Although this decision to control our own food supply is what propelled us into the modern world, Wells demonstrates with the latest genetic and anthropological data that such a dramatic shift in lifestyle had a downside that we're only beginning to recognize. Growing grain crops ultimately made the planet more crowded, sedentary and unhealthy. The expanding population and the need to apportion limiting resources such as water created hierarchies and inequalities. The desire to control - and no longer cooperate with - nature altered the concept of religion, making deities fewer and more influential, foreshadowing today's fanaticisms. The proximity of humans and animals bred diseases that metastasized over time. Freedom of movement and choice were replaced by a pressure to work that is the forebear of anxiety and depression millions feel today. Wells then offers a hopeful prescription for altering a life to which we were always ill-suited, changing priorities and self-destructive appetites before it's too late.

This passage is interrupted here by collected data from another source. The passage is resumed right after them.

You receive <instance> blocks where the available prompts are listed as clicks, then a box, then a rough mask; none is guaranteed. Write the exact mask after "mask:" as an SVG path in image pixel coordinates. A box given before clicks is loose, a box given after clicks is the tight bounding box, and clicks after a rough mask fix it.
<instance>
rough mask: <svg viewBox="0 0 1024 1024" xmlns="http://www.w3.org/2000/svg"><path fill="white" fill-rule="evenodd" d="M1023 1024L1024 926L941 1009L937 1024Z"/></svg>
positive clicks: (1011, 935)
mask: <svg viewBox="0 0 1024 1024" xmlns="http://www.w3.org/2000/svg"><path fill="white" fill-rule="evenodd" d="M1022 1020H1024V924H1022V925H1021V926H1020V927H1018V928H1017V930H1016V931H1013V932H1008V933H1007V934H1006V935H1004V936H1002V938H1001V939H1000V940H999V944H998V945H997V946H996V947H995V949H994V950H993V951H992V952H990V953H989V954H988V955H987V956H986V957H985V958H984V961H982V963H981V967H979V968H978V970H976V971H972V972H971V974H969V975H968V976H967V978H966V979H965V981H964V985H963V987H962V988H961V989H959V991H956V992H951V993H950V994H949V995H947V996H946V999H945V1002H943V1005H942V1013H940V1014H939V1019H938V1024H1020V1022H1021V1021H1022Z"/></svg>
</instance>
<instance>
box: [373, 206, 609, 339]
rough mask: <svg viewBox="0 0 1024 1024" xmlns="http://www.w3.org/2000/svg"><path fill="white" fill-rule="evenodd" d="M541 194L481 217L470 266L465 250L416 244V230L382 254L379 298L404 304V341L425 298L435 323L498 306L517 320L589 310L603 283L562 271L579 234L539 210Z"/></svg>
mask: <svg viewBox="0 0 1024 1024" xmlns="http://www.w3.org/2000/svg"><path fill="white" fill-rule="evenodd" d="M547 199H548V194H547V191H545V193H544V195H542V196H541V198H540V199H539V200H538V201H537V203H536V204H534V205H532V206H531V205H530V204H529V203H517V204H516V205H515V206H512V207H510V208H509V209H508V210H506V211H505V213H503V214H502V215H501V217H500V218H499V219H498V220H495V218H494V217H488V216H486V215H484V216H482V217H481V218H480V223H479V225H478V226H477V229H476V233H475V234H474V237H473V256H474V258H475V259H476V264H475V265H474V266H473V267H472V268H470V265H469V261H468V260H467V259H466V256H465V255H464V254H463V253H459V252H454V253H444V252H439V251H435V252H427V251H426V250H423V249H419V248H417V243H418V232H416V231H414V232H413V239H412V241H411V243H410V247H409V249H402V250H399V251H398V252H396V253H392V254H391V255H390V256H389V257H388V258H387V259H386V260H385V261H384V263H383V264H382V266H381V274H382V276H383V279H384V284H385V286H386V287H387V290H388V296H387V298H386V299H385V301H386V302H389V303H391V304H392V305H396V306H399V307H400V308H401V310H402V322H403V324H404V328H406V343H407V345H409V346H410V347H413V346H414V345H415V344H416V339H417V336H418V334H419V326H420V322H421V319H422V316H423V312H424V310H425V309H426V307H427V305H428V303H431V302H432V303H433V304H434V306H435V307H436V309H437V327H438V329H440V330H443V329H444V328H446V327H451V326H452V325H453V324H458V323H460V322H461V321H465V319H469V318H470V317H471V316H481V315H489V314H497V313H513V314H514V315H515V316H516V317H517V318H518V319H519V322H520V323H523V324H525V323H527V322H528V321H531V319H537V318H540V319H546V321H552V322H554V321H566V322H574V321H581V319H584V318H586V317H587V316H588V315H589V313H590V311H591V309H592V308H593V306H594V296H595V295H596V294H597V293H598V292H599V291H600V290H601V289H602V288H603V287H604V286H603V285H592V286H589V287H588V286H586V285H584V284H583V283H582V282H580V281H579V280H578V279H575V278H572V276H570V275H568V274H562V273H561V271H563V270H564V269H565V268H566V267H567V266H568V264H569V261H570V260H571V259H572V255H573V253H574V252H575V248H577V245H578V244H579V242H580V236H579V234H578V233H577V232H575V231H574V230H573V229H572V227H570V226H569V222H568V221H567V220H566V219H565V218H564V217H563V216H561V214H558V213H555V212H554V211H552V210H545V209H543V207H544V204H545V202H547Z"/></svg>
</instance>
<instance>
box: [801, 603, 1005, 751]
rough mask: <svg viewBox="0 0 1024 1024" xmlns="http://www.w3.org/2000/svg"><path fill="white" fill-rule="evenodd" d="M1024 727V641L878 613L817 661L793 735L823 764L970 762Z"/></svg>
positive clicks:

A riveting and accessible scientific detective story, Pandora's Seed is an eye-opening book for anyone fascinated by the past and concerned about the future.
PUBLISHERS WEEKLY
More food but also disease, craziness, and anomie resulted from the agricultural revolution, according to this diffuse meditation on progress and its discontents. Wells (The Journey of Man), a geneticist, anthropologist, and National Geographic Society explorer-in-residence, voices misgivings about the breakthrough to farming 10,000 years ago, spurred by climate change. The food supply was more stable, but caused populations to explode; epidemics flourished because of overcrowding and proximity to farm animals; despotic governments emerged to organize agricultural production; and warfare erupted over farming settlements. Then came urbanism and modernity, which clashed even more intensely with our nomadic hunter-gatherer nature. Nowadays, Wells contends, we are both stultified and overstimulated, cut off from the land and alienated from one other, resulting in mental illness and violent fundamentalism. Wells gives readers an engaging rundown of the science that reconstructs the prehistoric past, but he loses focus in trying to connect that past to every contemporary issue from obesity to global warming, and his solution is unconvincingly simple: Want less. B&w photos.